G-005LNP3Y3B La escuela como refugio simbólico: palabra, escucha y reconstrucción

La escuela como refugio simbólico: palabra, escucha y reconstrucción

 

Comunidad educativa reunida en un aula

Autor: Prof. Dr. Iván Enrique Lezama Cova
Somos UNEM Inglés
Currículo Lattes: Ver perfil académico

Cuando una comunidad atraviesa una emergencia, no solo se alteran los espacios físicos. También se modifican las rutinas, las relaciones, las certezas, la manera de habitar el tiempo y la sensación de seguridad.
 
En esos momentos, la escuela puede adquirir un significado mucho más profundo que el de un lugar destinado únicamente a enseñar contenidos. Puede convertirse en un espacio donde alguien escucha, donde se recuperan rutinas, donde se organizan palabras para nombrar lo vivido y donde la comunidad comienza, poco a poco, a reconocerse nuevamente.
 
Por eso podemos hablar de la escuela como un refugio simbólico.
No porque sustituya un refugio físico, un servicio de salud o una respuesta de protección civil. Tampoco porque pueda resolver por sí sola las consecuencias de una tragedia. Su fuerza está en otro lugar: en la capacidad de ofrecer vínculos, sentido, escucha, presencia y continuidad humana cuando muchas cosas alrededor parecen haberse roto.
 
Una escuela que escucha también reconstruye.
 

Cuando el espacio escolar cambia de significado

En condiciones habituales, asociamos la escuela con horarios, materias, tareas, evaluaciones, recreos y actividades formativas.
 
Después de una emergencia, esas mismas paredes —o incluso un espacio provisional cuando las paredes ya no pueden utilizarse— pueden adquirir otro significado.
 
La escuela puede convertirse en lugar de encuentro.
Un niño vuelve a ver a sus compañeros.
Una adolescente encuentra a una docente que la escucha.
Una familia recibe información confiable.
Un maestro descubre que no está solo.
Una comunidad comienza a reorganizarse.
 
Entonces, enseñar deja de ser únicamente transmitir un contenido.

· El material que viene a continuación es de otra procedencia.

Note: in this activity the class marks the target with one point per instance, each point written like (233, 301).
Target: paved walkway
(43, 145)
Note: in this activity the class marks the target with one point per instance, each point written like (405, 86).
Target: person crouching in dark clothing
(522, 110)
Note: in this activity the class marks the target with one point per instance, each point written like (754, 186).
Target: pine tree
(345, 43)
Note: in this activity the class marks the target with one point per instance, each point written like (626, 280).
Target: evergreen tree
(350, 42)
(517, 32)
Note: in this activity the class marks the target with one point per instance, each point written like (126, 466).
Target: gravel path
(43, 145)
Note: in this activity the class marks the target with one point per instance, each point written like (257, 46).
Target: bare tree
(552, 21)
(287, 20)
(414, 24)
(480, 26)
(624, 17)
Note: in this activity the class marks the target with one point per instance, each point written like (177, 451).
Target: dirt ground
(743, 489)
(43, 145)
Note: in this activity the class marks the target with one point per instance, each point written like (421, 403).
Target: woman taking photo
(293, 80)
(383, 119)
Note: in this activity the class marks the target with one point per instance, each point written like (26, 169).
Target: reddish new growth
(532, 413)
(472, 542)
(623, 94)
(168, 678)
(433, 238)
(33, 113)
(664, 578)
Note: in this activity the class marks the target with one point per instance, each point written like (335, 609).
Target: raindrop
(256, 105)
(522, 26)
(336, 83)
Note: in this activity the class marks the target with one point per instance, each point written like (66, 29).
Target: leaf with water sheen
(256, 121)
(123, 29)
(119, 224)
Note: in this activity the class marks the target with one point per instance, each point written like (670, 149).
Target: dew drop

También significa ayudar a recuperar una cierta continuidad de la vida.
 
Esa continuidad no debe confundirse con normalidad forzada. La escuela no necesita fingir que nada ocurrió. Al contrario, puede reconocer lo vivido y construir desde allí nuevas formas de acompañamiento.
 

La palabra como forma de cuidado

Después de una experiencia difícil, muchas personas necesitan hablar. Otras necesitan silencio. Ambas respuestas merecen respeto.
 
La escuela puede ofrecer condiciones para que la palabra aparezca sin obligarla.
Conversar, escribir, narrar, dibujar, leer o simplemente escuchar puede ayudar a organizar experiencias que todavía resultan difíciles de comprender.
 
La palabra tiene una dimensión pedagógica, pero también profundamente humana.
 
Decir “tengo miedo” puede ser el inicio de una conversación.
Decir “yo también lo sentí” puede disminuir la sensación de aislamiento.
Decir “estamos aquí” puede transmitir presencia.
Decir “no tienes que hablar ahora” también puede ser una forma de cuidado.
 
El docente no necesita convertirse en terapeuta para escuchar con humanidad.
 
Su tarea no es diagnosticar ni sustituir a profesionales especializados. Pero sí puede construir un ambiente donde las emociones no sean ignoradas y donde pedir ayuda sea posible.
 
En ese sentido, escuchar también educa.
 

Escuchar no es solamente oír

La escucha pedagógica exige algo más que permanecer en silencio mientras otra persona habla.
 
Escuchar supone prestar atención, evitar juicios apresurados, reconocer emociones, observar silencios y comprender que cada persona puede vivir una misma emergencia de manera diferente.
 
Hay estudiantes que hablarán mucho.
Otros preferirán no hacerlo.
Algunos expresarán lo ocurrido mediante dibujos.
Otros mostrarán cambios en su comportamiento.
Algunos podrán regresar rápidamente a sus rutinas.
Otros necesitarán más tiempo.
Una escuela sensible no obliga a todas y todos a responder de la misma manera.
La escucha permite reconocer diferencias.
 
También ayuda al docente a preguntarse:
 
¿Qué está necesitando este grupo?
¿Qué puedo flexibilizar?
¿Qué situación requiere atención especializada?
¿Quién está quedando aislado?
¿Qué familias necesitan más acompañamiento?
 
Escuchar, por tanto, no es solamente un acto afectivo. También es una herramienta pedagógica para comprender mejor la realidad.
 

Recuperar rutinas sin imponer normalidad

Las rutinas pueden ofrecer seguridad después de una experiencia inesperada.
Saludar al comenzar la jornada.
Compartir unos minutos de conversación.
Leer juntos.
Realizar una actividad sencilla.
Organizar los materiales.
Tomar una pausa.
Cerrar la jornada con una reflexión.
 

Estos pequeños actos ayudan a recuperar cierta previsibilidad.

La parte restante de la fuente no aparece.